Our Teachers Union

My view is that a strong teachers union is an important way for teachers to improve their work environment (which is our students’ learning environment). Each year I was a teacher, I was a dues-paying member of the teachers union. I served as a representative on the state-mandated discussion committee, which is a monthly meeting of school administrators with the union leadership and a few regular union member representatives like me. I encouraged teachers to share their concerns with me so I could bring them to these discussion meetings. I brought up issues, provided data, and suggested improvements. I believe that a teachers union can be effective in advocating for teachers, but unfortunately our school district’s union leaders are not.

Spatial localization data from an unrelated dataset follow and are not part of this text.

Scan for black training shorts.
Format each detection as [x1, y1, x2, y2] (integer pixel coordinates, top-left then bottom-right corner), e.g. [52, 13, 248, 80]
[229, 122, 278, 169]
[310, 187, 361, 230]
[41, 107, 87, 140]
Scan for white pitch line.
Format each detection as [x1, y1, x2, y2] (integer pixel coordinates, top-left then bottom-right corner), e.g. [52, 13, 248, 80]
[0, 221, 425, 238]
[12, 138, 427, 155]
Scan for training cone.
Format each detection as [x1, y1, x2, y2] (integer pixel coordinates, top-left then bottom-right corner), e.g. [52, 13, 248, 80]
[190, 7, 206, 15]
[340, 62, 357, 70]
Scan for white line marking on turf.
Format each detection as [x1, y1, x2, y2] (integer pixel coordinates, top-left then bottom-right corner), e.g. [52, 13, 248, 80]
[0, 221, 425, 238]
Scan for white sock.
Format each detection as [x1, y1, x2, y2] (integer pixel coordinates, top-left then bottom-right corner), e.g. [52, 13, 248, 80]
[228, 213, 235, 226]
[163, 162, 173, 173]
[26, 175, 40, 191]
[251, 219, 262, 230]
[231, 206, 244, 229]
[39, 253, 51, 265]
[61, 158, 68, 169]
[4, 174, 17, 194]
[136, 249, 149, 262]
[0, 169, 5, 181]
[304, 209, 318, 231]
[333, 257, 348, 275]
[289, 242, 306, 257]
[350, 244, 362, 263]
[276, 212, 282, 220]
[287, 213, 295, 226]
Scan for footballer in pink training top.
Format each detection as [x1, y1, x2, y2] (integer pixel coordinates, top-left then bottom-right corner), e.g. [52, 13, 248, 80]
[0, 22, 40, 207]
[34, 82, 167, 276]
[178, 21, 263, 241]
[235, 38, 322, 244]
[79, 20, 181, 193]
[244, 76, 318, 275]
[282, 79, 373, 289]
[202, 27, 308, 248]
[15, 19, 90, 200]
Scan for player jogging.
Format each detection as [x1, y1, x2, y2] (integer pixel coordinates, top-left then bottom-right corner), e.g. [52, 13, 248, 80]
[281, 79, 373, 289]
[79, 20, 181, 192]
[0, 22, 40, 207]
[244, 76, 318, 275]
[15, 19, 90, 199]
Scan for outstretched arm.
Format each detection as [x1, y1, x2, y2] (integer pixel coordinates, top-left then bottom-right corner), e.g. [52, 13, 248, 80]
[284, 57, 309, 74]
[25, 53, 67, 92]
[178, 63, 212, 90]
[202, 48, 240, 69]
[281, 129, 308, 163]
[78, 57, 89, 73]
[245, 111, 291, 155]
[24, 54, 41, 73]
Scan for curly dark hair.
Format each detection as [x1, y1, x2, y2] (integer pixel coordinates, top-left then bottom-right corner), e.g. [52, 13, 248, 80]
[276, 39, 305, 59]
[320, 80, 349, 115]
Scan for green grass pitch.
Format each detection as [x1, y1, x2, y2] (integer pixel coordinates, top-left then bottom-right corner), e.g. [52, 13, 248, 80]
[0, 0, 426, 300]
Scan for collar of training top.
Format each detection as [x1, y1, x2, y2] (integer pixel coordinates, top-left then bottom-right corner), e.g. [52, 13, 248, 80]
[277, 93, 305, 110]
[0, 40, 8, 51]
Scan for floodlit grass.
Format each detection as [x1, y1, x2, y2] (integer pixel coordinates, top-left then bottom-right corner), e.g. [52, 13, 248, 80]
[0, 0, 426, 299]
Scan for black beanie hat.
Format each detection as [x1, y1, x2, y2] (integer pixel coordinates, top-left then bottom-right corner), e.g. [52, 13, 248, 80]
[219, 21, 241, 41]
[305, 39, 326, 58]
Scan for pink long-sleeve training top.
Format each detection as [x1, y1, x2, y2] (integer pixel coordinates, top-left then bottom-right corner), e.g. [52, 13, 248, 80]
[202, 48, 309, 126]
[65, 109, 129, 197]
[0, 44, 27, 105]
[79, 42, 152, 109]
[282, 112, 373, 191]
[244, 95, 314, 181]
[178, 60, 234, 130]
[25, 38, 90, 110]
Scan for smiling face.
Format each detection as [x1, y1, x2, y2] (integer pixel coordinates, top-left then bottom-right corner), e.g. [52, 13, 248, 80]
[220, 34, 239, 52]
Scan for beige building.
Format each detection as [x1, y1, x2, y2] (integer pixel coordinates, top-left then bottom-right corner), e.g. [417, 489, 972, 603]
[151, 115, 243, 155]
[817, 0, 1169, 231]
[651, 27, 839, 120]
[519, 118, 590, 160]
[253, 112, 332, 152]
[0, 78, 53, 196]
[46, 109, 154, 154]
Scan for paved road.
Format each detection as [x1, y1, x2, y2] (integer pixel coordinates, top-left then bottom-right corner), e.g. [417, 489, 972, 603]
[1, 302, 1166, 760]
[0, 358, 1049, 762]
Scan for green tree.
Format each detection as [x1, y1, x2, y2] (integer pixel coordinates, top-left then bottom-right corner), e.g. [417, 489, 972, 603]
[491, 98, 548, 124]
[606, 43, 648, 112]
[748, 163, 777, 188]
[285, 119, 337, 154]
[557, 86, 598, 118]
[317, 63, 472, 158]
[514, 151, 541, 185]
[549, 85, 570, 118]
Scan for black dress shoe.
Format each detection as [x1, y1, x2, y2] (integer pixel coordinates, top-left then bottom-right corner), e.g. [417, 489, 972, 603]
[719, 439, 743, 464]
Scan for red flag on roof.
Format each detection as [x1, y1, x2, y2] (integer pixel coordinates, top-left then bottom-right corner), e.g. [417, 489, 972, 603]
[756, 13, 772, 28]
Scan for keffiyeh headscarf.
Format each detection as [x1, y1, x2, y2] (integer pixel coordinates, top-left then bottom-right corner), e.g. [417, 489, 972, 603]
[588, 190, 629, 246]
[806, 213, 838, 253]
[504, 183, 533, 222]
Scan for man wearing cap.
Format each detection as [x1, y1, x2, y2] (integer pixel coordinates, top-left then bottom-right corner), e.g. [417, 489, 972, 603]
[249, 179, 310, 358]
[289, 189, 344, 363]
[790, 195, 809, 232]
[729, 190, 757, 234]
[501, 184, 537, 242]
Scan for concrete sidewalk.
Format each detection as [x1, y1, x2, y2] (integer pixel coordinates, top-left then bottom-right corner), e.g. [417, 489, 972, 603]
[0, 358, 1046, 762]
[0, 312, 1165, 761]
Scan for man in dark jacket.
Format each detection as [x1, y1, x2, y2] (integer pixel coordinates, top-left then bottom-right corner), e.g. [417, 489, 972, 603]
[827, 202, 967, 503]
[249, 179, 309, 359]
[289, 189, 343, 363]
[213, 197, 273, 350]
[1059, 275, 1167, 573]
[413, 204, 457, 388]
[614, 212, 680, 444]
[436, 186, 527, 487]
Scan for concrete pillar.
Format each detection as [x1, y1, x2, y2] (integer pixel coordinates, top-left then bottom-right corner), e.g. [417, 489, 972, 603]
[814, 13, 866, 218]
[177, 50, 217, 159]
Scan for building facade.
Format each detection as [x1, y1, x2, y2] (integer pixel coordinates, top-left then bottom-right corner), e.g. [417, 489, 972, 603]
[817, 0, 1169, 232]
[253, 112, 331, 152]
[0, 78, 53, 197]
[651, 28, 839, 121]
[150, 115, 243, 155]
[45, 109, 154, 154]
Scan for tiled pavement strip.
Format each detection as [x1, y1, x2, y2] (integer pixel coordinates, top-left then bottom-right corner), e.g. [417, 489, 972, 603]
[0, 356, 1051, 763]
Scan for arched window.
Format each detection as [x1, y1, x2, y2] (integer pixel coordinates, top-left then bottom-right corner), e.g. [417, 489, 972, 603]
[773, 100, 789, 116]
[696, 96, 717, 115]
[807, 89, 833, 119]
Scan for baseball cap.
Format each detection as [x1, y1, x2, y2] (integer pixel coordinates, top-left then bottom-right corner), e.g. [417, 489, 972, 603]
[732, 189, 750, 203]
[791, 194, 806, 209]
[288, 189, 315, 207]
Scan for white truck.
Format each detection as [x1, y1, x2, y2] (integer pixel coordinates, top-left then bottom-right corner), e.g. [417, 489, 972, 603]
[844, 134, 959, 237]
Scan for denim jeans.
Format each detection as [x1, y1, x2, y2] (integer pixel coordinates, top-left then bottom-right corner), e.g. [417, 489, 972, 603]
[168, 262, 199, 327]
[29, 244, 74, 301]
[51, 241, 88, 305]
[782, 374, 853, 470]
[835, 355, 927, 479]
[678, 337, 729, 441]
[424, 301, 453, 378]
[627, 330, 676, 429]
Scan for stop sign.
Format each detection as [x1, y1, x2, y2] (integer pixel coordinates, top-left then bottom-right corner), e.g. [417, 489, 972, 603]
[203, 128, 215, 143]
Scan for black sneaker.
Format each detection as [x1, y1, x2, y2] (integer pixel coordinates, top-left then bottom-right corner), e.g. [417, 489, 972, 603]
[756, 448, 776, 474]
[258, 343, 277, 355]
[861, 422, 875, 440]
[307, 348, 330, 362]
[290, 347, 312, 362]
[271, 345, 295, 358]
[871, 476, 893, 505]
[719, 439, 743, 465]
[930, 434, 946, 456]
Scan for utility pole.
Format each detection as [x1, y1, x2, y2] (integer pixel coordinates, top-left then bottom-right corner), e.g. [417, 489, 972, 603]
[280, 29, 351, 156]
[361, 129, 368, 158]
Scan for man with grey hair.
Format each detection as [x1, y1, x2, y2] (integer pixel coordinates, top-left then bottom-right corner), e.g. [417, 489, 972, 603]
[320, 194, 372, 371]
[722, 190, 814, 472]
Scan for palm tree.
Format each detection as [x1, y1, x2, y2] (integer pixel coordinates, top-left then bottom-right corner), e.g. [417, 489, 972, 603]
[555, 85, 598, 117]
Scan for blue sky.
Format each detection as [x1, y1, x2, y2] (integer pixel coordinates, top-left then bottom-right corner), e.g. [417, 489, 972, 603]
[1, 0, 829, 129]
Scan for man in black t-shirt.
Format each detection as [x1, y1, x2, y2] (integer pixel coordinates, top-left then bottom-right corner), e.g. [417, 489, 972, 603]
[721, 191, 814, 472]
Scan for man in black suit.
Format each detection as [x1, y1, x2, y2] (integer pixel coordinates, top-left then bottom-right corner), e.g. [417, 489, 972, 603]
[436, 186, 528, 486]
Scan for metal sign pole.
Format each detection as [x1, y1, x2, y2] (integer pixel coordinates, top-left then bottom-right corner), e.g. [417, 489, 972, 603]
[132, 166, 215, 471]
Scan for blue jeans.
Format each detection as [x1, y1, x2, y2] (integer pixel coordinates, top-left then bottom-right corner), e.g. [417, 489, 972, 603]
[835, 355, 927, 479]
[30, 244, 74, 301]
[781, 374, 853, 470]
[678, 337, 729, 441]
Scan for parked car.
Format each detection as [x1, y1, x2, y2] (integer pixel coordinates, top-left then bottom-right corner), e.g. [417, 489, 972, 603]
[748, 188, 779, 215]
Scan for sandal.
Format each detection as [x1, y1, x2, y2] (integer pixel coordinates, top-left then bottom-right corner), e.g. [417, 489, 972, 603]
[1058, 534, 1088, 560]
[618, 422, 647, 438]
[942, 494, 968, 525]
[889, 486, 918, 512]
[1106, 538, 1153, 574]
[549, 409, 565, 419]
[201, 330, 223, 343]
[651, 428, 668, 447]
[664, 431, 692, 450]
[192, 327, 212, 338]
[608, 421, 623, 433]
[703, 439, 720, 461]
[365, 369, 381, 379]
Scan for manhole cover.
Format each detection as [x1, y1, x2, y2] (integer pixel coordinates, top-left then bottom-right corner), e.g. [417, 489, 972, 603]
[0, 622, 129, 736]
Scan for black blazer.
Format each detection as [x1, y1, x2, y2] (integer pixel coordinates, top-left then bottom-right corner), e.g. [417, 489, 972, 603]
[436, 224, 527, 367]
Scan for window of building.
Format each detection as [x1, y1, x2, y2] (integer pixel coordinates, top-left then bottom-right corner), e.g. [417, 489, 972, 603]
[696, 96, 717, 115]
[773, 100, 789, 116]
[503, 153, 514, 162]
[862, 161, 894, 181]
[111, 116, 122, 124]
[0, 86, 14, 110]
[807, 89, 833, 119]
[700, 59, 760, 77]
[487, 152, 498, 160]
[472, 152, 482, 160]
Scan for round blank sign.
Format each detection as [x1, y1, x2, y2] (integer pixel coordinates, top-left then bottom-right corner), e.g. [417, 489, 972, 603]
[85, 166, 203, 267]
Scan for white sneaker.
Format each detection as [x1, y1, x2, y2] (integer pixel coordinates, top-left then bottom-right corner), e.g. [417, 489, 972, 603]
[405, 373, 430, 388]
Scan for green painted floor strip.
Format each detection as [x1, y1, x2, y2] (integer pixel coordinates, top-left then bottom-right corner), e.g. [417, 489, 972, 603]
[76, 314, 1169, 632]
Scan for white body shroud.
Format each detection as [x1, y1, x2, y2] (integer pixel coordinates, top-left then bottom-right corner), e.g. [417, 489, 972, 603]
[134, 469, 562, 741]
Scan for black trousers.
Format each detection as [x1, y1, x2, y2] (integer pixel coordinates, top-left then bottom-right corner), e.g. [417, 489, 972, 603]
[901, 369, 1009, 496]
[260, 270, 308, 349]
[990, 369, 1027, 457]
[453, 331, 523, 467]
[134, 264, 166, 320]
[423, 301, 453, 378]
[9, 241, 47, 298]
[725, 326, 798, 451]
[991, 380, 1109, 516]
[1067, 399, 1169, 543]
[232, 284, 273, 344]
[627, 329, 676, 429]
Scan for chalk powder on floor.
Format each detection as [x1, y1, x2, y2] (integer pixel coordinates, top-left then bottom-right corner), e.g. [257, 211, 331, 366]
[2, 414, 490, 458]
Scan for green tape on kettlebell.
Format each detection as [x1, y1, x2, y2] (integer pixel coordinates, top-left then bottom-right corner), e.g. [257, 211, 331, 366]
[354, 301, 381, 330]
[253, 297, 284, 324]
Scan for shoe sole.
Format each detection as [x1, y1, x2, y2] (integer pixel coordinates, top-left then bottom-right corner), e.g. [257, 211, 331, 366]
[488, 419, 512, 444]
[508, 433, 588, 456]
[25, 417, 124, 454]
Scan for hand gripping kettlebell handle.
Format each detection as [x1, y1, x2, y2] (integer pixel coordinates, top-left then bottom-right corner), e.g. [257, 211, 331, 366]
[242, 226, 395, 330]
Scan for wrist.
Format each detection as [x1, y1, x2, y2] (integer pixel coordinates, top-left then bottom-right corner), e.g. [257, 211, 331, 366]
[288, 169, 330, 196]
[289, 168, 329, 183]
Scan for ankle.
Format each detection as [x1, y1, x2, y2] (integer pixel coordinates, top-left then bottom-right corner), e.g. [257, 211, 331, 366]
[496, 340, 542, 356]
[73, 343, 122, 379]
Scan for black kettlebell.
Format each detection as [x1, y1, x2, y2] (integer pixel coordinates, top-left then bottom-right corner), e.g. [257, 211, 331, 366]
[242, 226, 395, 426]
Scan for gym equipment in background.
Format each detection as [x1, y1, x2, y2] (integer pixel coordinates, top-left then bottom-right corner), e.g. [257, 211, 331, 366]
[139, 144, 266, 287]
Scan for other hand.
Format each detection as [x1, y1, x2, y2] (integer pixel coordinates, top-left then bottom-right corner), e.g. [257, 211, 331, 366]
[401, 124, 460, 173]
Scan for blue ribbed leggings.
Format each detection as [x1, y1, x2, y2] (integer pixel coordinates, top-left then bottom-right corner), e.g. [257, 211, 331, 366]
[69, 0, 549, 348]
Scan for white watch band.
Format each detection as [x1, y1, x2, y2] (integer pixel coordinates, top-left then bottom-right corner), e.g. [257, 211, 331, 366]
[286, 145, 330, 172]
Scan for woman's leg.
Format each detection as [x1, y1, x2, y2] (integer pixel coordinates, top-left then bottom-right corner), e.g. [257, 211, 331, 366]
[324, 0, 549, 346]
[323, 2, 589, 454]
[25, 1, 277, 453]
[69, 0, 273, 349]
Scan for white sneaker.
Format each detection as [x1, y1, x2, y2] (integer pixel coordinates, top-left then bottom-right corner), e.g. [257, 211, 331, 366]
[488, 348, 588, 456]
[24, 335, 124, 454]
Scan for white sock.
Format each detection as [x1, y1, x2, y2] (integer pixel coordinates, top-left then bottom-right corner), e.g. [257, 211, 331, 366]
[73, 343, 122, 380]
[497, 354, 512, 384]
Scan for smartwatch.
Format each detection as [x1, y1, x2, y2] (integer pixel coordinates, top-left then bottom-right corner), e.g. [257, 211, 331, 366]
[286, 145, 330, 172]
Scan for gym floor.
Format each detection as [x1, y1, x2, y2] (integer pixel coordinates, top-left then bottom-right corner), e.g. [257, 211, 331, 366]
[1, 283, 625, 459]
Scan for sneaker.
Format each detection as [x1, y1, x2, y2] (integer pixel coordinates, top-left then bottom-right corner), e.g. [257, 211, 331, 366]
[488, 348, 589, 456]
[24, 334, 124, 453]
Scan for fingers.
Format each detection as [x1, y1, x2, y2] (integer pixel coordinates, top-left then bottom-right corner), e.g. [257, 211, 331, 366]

Our union leaders have a “cozy” relationship with the administrators and school board. I have never seen our teachers union give any push back on a school board decision. I have never seen our teachers union say anything critical of a school administrator decision. Rather than advocate for our teachers, the union leaders send messages to the teachers encouraging them to support the school board and to support the administrators. This isn’t how a teachers union is supposed to work. I’ll give a couple of examples:

  1. In April 2019, when the school board voted to fire all the first-year teachers at WLES and WLIS, the union leaders should have jumped into action and defended those teachers’ jobs. Class sizes were higher than ever, the state had forecast an increase in our enrollment for the next year, and the school corporation had millions saved in the referendum fund that was supposed to be used to support teachers and reduce class size. However, the union leaders expressed their support for the school board’s decision and then sat quietly. Teachers were frustrated. I met with the union leaders to encourage them to take action, they listened, but were not willing to do anything to advocate for the teachers. With jobs at risk and no support from the union, 23 teachers left our district that year. We lost some great teachers to neighboring districts. The principals did some last-minute hiring at the beginning of the next school year to make up for all the exits and we ended up employing more teachers than the year before. What good is a teachers union that is unwilling to work to save teachers’ jobs?
  1. In the fall of 2020, I was one of 15 candidates to run for four open seats on the school board (I was very close to winning a seat that year and then did win a seat in the 2022 election). The RDP-PAC announced that they would support whichever candidates were chosen by the teachers. But this was a fiction. The RDP-PAC placed orders for their candidates’ yard signs before the group of 5 union representatives met to “decide” which candidates to tell the RDP-PAC to support. It was the RDP-PAC leaders telling the union leaders who to support, not the other way around. Teachers (in or out of the union) were never asked which candidates to support. Yet, the union transferred another $5,000 to the RDP-PAC and did not complain when the RDP-PAC put “teacher endorsed” sign-toppers on their candidates’ yard signs in an attempt to mislead the community that the PAC-supported candidates were the teachers’ choice. It is inappropriate for teachers union leaders to be so heavily involved with the RDP-PAC (scholars call this regulatory capture).

The union leaders in our school district have done a poor job advocating for our teachers. They work in harmony with the school board leadership and school administrators and then use their influence to try to keep teachers in line. Effective union leaders would at least occasionally take issue with administrators’ decisions and use their influence to improve working conditions for teachers. As a union member, a teacher, and now as an elected school board member, I want the teachers union to advocate for our teachers. There have been some changes in union leadership which has brought in a few new people. I’m hopeful.